As Arsenal prepare for a massive European night against Chelsea, the conversation isn't about how many goals Russo will score, but where on the pitch she'll actually be standing. Jonas Eidevall seems to treat his star striker like a Swiss Army knife, using her to fix every single leak in the Arsenal engine room while the actual goal-scoring department gathers dust.
We’ve seen her lead the line, we’ve seen her dropping deep as a number 10, and we’ve seen her doing the dirty work that usually belongs to a defensive midfielder. It’s noble, sure, but it’s also exhausting to watch a player of her caliber being asked to be three people at once while trying to navigate the 90-minute gauntlet of elite football.
The Number Nine who wants to do everything
The problem is that Russo is too good for her own health. When you have a striker who can actually pass the ball and read the game, the temptation for a manager is to pull them away from the box to 'influence the play'—which is usually code for 'our midfield is struggling and we need someone to bail them out.'
According to analysis from the BBC, Russo has excelled as both a nine and a ten this season, but that versatility is becoming a double-edged sword. You don't buy a Ferrari just to use it for the school run and picking up groceries; you buy it to go fast and break things, yet Arsenal are using Russo to check the tire pressure on the rest of the squad.
When she’s leading the line, she occupies defenders and creates the kind of gravitational pull that opens up space for Beth Mead and Caitlin Foord. But the moment she drops into that number 10 role, the focal point of the attack vanishes, leaving Arsenal looking like a basketball team with five point guards and no one to actually take the shot.
The Chelsea Litmus Test
Against a team like Chelsea, you cannot afford to have an identity crisis. Emma Hayes—and now Sonia Bompastor—builds teams that smell blood the moment a tactical setup looks even slightly experimental, and if Russo is drifting aimlessly between lines, Millie Bright will eat her alive without breaking a sweat.
There was a specific moment in a recent outing where Russo tracked back 40 yards to put in a tackle, won the ball, and then looked up only to realize there was absolutely no one in the box for her to cross to. It was a microcosm of the Arsenal experience: high effort, great individual skill, and zero tactical cohesion in the final third.
It’s a negative observation that many Arsenal fans are afraid to voice, but someone has to say it: the obsession with 'total football' fluidity is actively nerfing one of the best finishers in the English game.

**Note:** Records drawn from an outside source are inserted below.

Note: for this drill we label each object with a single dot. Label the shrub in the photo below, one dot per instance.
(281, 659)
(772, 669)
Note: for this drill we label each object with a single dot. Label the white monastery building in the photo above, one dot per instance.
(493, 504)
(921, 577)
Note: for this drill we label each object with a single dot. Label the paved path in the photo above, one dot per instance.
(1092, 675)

If she's spends the first half chasing shadows in midfield, she won't have the legs to make that 85th-minute burst into the six-yard box when the game is on the line.

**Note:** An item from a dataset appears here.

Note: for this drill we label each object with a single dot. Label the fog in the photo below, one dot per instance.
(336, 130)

Pick a lane and stay in it
The stats tell a story of a player who is doing a lot of everything but not enough of the thing she was signed for. Her expected goals (xG) per 90 minutes have taken a hit whenever she’s asked to play the 'facilitator' role, which is a polite way of saying she’s being wasted as a very expensive decoy.
Arsenal’s midfield should be the ones feeding Russo, not the other way around. Kim Little and Lia Walti are legends for a reason, but if the system requires a striker to do their creative work, then the system is fundamentally broken at its core.

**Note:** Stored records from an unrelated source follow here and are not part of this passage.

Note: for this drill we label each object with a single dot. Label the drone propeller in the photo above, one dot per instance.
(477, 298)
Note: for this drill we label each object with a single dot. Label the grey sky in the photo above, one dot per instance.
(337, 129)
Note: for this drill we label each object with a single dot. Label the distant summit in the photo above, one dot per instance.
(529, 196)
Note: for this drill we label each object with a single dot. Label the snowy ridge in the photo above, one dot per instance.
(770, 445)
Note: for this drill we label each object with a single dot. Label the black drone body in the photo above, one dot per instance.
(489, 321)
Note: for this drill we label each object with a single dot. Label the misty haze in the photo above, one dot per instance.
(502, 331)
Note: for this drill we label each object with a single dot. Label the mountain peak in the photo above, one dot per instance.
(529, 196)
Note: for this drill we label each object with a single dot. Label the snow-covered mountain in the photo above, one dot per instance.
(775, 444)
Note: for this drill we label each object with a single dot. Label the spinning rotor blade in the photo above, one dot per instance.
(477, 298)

We are talking about a player who cost a record-breaking £500,000 when she moved from Manchester United. You don't pay that kind of money for a squad player; you pay it for a match-winner who changes the scoreboard, not someone who just improves the pass completion percentage in the middle third.
The verdict for the Champions League
As The BBC reported, the question of her best position is the one that will define Arsenal's European ambitions this year. If Eidevall sticks her up top and tells her to stay within the width of the penalty area, Arsenal have a puncher's chance against anyone in the world.
But if we see more of this 'hybrid' nonsense where she’s expected to be a playmaker, a target man, and a first line of defense, then Chelsea will simply bypass her. It’s time to stop the experimentation and let the best striker in the country do the job she was born to do: put the ball in the back of the net.
At the end of the day, football is a simple game made complicated by people who think they’re playing chess when they should be playing darts. Put Russo in front of the goal, give her the ball, and get out of the way. Anything else is just overthinking a 1-0 win into a scoreless draw.